Republican, Coppell, 48. He didn’t sponsor any of the session’s most important bills, seldom engaged in floor debate, and didn’t chair a committee, yet Ken Marchant did something far more important. As the chairman of the Republican caucus in a House where Democrats held a narrow majority and partisan warfare was capable of erupting at any moment, he kept the peace. His role was that of the genial, kindly sheriff in a western who allows the cowboys to gamble, drink, and fight—but when they show up at the jail, rope in hand, he stands on the steps and says, “Boys, just go on home and cool off.”

Take away Marchant as caucus chairman and the session easily could have had an entirely different outcome. Before he decided to seek the job, the front-runner was Arlene Wohlgemuth of Burleson, the gold standard for ultrapartisanship, ultraconservatism, and ultracontentiousness (see the Ten Worst list, page 101).

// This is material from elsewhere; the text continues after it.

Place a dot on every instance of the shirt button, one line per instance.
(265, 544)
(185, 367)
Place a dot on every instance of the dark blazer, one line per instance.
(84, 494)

Democrats would have responded in kind, and the loser would have been George W. Bush, whose legislative program could not have survived in such a tinderbox atmosphere. Marchant is no softy; he is a strong partisan and a deeply religious social conservative who graduated from Southern Nazarene University in Oklahoma. But he understood that the most important thing for House Republicans this year was to provide the governor with a record that he could take to New Hampshire. He halted the previous caucus practices of issuing alerts against Democratic bills that offended Republican sensibilities, threatening reprisals against members who didn’t toe the party line, and forcing votes on wedge issues that could help his party defeat Democratic incumbents in the next election. Then he tried to change the GOP’s mind-set from one of opposing to one of governing, in which the priorities were passing Bush’s legislation and making sure that divisive issues such as abortion and hate crimes didn’t poison the atmosphere.

It was not an easy job, and it did not go smoothly. The caucus was bitterly divided; its firebrands regarded Marchant as a weak leader and sniped at him whenever they could. Meanwhile, Marchant was one of several Republican committee chairs to be defrocked by Speaker Pete Laney, losing his chairmanship of the Financial Institutions Committee. He had every excuse to blow up; instead, he kept everyone else from doing so. In politics, what doesn’t happen can be just as significant as what does happen.